Animated at long last

David Sanchez Jazz Cafe ***
  
  


David Sanchez
Jazz Cafe
***

David Sanchez is the young Puerto Rican saxophonist who started jazz life as a Dizzy Gillespie protege, an endorsement that opened plenty of doors. Unlike many horn- players of his generation, John Coltrane's sound hasn't filled his head (though on this week's evidence the late master's density of texture and whirling crescendos are preoccupying Sanchez more than they used to), and he often suggests an assured blend of Sonny Rollins's big tone and Joe Henderson's hauntingly mournful one.

Several influential premier-league American saxophonists have passed through the UK in recent months - Joshua Redman, Michael Brecker and James Carter among them - and Sanchez shared much of Redman's and Carter's big media welcome in the 90s. Yet the Puerto Rican's playing has sometimes seemed adept but faintly characterless compared to that of his peers, as if he were just a sideman in bands he happened to be leading. But that wasn't the case tonight. Though he complained of tiredness at the end of a long tour, Sanchez sounded particularly vigorous, and his percussion-strong band worked up a considerable heat.

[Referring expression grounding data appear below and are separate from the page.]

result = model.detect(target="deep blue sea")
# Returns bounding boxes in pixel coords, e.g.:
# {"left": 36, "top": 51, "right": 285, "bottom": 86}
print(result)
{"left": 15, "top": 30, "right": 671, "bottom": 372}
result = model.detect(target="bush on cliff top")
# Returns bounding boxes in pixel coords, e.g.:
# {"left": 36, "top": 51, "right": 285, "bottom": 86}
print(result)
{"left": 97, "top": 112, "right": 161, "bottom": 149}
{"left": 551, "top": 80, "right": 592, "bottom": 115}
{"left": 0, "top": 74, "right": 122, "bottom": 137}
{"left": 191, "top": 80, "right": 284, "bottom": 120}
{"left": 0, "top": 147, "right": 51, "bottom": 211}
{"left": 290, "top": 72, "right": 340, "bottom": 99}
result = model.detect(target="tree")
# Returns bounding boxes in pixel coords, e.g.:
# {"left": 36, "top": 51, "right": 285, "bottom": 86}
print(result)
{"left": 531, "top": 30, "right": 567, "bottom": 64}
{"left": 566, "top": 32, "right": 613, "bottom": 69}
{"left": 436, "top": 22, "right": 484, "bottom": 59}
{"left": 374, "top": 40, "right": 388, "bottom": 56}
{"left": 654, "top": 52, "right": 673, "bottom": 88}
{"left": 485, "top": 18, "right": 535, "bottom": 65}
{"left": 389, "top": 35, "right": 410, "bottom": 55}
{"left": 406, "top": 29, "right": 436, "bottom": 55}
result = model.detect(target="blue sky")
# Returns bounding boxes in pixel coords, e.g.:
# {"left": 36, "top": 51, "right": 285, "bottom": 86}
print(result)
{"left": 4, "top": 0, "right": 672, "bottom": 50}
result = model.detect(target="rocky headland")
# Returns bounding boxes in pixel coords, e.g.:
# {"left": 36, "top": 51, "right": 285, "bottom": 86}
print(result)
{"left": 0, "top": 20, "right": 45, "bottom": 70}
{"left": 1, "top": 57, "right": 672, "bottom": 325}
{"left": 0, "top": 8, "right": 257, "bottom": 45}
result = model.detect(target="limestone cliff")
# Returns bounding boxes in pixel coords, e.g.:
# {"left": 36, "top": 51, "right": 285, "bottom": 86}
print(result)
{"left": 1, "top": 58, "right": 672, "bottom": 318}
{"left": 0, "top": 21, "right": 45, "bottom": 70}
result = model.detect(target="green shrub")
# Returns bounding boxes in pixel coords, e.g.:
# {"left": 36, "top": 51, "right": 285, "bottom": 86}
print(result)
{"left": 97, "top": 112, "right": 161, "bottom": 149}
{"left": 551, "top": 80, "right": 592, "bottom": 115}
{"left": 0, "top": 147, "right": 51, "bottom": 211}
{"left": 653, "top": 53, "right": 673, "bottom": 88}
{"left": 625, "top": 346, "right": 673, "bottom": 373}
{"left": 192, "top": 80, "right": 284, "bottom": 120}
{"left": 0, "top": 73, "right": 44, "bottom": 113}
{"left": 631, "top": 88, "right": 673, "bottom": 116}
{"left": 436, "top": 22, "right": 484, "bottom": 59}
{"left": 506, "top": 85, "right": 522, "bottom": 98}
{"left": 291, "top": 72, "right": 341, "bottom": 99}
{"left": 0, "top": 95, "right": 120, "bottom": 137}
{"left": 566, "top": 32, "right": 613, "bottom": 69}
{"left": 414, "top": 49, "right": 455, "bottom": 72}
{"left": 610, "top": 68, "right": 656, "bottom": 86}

As with much of his work, the set was mostly rugged, blurting postbop with a Latin tinge - the latter element growing in dominance through the show. A two-sax front line gave an attractively serpentine weave and wriggle to the ensemble melodies (Sanchez's altoist Miguel Zenon also liked a staccato strut on top of the beat, an engaging contrast with the leader's fluid rhythmic waywardness), and percussionist Pernell Santurnino's church- bell chimes against bustling congas and Indian drum sounds imparted unusual textures to the undertow. Santurnino and drummer Antonio Sanchez (often abetted by a fine regular Sanchez pianist, Edsel Gomez) stoked up increasingly stormy, heaving polyrhythms in the later stages, with the horns eagerly trading call-and-response figures over them.

It was a very animated business by comparison with David Sanchez's sometimes rather statuesque earlier London gigs, and uncovered a lot more of the promise Dizzy Gillespie must have heard a decade ago.